Who wins top law school scholarship offers?  In general, nothing excites law schools more than an applicant's LSAT above the 75th percentile of its currently enrolled students.  So, developing your ability to achieve excellence on the LSAT is enormously important to earning an admission offer with a proposed tuition discount (a scholarship or grant).  If you can combine that with an undergraduate GPA above the 75th percentile of their currently enrolled students, then your target law schools will become extremely interested.  Add to that a knockout story in your personal statement, a solid, interesting resume, recommendations from individuals who will be greatly respected by law school admissions officials...and the right timing, which is early in the application cycle, and you maximize the probability of a deeply discounted offer.  And don't underestimate the power of bringing a diversity factor like race, first-generation college graduate status, immigrant status, military service, a background of heroically overcoming challenges, or conquering of a challenge related to a disability to the table.  Law schools do genuinely want to provide opportunities to a wide group of applicants.  Show them that you can add something exceptional to the mix of students they are seeking.  And position yourself so that they think they can win you away from a higher-ranked competitor...if their financial offer is attractive enough.  Law school admission officials love to beat their competition.

Some examples:

An applicant with 3.8 GPA from a respected public university--known to have low grade inflation--and a 168 LSAT earned a $90,000 scholarship offer (a $30,000 tuition reduction each year for three years) from a Top 15 private law school.

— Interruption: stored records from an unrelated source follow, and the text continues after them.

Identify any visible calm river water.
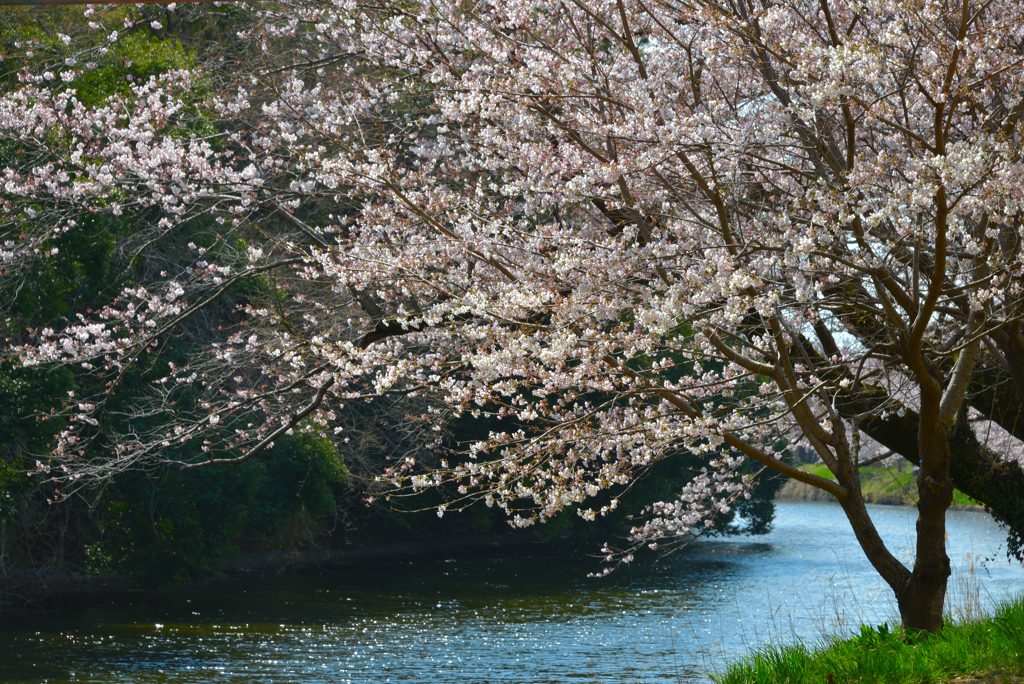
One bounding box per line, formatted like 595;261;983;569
2;501;1022;684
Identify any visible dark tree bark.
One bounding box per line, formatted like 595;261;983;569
899;408;954;632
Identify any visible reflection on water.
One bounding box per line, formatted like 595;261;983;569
1;502;1022;683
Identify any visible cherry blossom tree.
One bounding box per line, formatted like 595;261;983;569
5;0;1024;632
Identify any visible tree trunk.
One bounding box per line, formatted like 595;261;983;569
843;394;953;632
898;563;949;632
898;421;954;632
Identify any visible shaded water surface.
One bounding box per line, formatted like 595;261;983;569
2;502;1022;683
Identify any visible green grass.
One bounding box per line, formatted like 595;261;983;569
713;597;1024;684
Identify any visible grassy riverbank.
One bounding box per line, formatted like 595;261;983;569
714;597;1024;684
777;463;982;507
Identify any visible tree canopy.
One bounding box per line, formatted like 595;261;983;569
3;0;1024;631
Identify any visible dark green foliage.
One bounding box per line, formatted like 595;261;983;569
0;363;74;450
88;434;345;586
241;432;347;541
0;461;24;522
0;215;132;534
0;13;243;589
0;362;75;522
5;218;118;329
88;464;262;586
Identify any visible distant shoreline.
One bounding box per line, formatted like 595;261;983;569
776;471;983;510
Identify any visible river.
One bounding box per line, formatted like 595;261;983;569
1;501;1022;683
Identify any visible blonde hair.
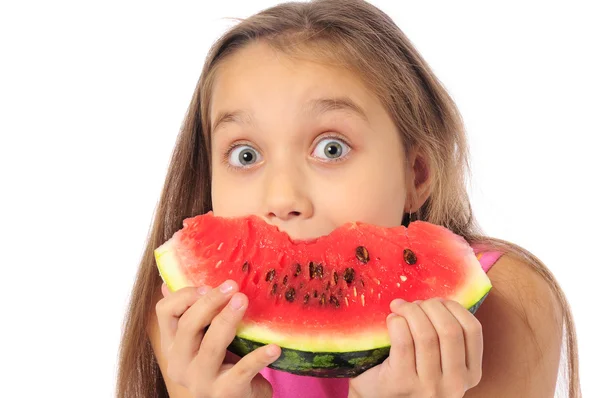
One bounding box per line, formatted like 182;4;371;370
116;1;580;396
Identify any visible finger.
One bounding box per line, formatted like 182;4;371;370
391;299;441;380
155;286;204;355
419;299;466;375
443;300;483;374
195;291;248;378
169;281;237;374
219;344;280;395
161;282;170;298
386;311;416;375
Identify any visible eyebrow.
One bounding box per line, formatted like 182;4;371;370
211;96;369;134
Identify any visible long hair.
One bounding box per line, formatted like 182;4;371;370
116;1;579;396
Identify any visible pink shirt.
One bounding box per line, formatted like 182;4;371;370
260;248;503;398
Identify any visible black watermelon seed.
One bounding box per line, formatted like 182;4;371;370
333;271;339;285
303;293;310;304
283;275;288;285
294;263;302;277
315;264;324;279
265;269;276;282
330;295;340;308
403;248;417;265
319;293;327;306
242;261;249;272
313;290;318;298
343;268;355;284
309;262;316;279
355;246;370;263
271;283;278;295
325;281;331;291
284;287;296;302
360;279;365;287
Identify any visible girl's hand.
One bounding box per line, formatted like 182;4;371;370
348;298;483;398
155;280;281;398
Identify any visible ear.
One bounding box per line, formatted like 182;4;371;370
404;149;432;213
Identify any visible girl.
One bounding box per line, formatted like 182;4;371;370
117;0;580;397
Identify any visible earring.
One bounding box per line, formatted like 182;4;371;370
401;206;418;227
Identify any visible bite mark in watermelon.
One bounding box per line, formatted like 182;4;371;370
155;212;492;377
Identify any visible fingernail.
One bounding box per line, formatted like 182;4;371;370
387;313;398;321
197;286;209;295
229;293;244;310
220;280;235;293
266;344;280;357
391;298;405;307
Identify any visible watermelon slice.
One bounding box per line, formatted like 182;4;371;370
155;212;492;377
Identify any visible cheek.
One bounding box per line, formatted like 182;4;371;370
315;161;406;228
210;169;260;218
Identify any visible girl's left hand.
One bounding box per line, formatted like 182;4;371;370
348;298;483;398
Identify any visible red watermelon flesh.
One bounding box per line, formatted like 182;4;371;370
155;212;492;377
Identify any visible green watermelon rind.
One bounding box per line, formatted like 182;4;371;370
228;337;390;378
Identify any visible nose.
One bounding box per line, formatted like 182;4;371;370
263;165;313;221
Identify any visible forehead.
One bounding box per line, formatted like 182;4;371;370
208;41;383;131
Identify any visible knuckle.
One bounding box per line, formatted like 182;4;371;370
177;286;198;303
231;361;254;381
465;319;483;337
393;334;413;355
155;298;167;317
444;300;463;313
200;291;216;306
203;288;225;307
446;384;465;398
446;377;467;398
418;331;439;347
213;309;236;329
185;287;201;302
199;335;221;359
396;302;418;319
468;367;483;387
440;324;463;341
421;298;439;309
177;312;198;333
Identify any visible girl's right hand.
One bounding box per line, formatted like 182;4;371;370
155;280;281;398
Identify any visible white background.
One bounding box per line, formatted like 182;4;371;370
1;1;598;397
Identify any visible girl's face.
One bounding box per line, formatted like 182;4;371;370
210;41;410;240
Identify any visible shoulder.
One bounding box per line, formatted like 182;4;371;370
485;252;563;328
465;252;564;397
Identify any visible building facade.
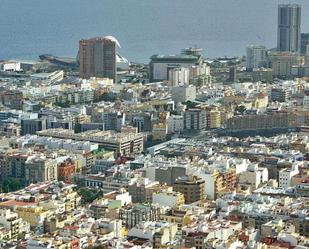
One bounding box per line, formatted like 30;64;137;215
173;175;205;204
149;54;201;82
301;33;309;54
277;4;301;52
183;109;207;131
246;45;268;71
79;36;118;82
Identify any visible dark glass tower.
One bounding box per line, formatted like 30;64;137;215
301;33;309;55
277;4;301;53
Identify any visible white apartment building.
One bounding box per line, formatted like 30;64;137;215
167;115;184;134
238;164;269;190
171;85;196;103
279;165;299;188
0;209;30;239
152;190;184;208
0;61;21;72
168;67;190;86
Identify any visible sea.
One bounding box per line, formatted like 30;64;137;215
0;0;309;63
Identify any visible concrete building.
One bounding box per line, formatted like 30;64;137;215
128;221;177;248
0;90;23;109
79;36;118;82
155;165;187;186
149;54;201;82
277;4;301;52
171;85;196;104
152;190;185;208
279;165;299;188
119;204;161;229
152;123;167;141
268;51;300;78
16;206;51;228
21;119;47;136
57;160;75;184
228;66;237;83
101;111;125;132
208;110;221;129
25;156;58;184
189;63;211;79
183;219;242;249
167;115;184;134
194;168;236;200
189;63;212;86
246;45;268;70
271;88;291;102
37;129;144;157
291;64;309;77
168;67;190;86
10;135;99;154
252;68;273;83
31;70;64;84
183;109;207;131
132;113;152;132
173;175;205;203
0;110;38;125
128;178;161;203
238;164;269;190
0;61;21;72
226;112;289;131
301;33;309;54
6;153;31;182
0;209;29;239
84;172;135;194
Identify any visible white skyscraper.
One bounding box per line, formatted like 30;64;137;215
246;45;268;71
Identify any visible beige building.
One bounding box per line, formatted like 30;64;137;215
268;51;301;77
152;123;168;141
208;110;221;129
128;221;178;248
16;206;51;227
226;112;289;131
0;209;29;239
173;175;205;204
37;129;144;157
25;156;58;184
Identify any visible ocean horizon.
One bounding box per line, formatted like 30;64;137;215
1;0;309;63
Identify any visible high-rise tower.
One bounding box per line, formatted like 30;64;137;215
277;4;301;53
79;36;119;82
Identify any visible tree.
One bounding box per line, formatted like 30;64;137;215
183;101;198;109
77;188;103;204
0;178;22;193
97;93;117;102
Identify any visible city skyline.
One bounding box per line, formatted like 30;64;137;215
0;1;309;249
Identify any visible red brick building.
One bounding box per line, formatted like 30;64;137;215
58;160;75;184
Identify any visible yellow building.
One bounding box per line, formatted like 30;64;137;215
75;114;91;124
209;110;221;128
89;77;114;88
152;123;168;141
160;208;194;229
253;93;268;109
16;206;51;227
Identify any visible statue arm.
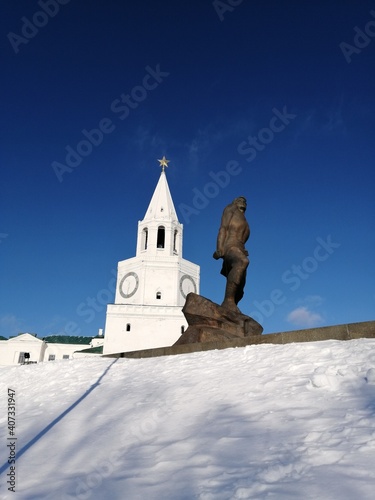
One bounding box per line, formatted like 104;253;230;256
213;206;233;259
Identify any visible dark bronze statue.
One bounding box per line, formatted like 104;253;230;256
213;197;250;312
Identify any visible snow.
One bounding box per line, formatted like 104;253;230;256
1;339;375;499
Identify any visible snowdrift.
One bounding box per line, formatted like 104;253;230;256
1;339;375;499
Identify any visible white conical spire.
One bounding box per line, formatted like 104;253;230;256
142;157;178;223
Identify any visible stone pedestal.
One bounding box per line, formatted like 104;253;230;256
174;293;263;345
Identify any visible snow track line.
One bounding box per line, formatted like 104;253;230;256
0;358;119;476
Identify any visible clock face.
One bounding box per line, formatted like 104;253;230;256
179;274;197;299
119;272;139;299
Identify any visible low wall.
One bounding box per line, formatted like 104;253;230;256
103;320;375;360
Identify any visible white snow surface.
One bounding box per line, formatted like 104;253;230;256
1;339;375;499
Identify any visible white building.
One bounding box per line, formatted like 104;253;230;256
0;333;104;366
103;158;200;354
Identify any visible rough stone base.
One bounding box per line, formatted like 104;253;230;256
174;293;263;345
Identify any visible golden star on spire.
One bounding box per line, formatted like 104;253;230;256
158;156;170;172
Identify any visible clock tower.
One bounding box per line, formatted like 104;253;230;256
103;158;200;354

An applicant with a 3.8 GPA from a respected New England private college and a 162 LSAT earned a full-scholarship offer, plus a monthly stipend, free housing, and a tuition-free LL.M (a post-JD graduate law degree) from a private southern law school ranked in the 80s by US News & World Report.

A minority applicant with a 3.6 GPA from a respected New York City-area university and a 167 LSAT earned a full-scholarship offer from a private New York City law school ranked in the 50s by US News & World Report.

A minority applicant with a 165 and a undergraduate degree from a Top 25 private university with a 3.5 GPA earned admission offers and generous consideration for financial aid from two Top 5 law schools.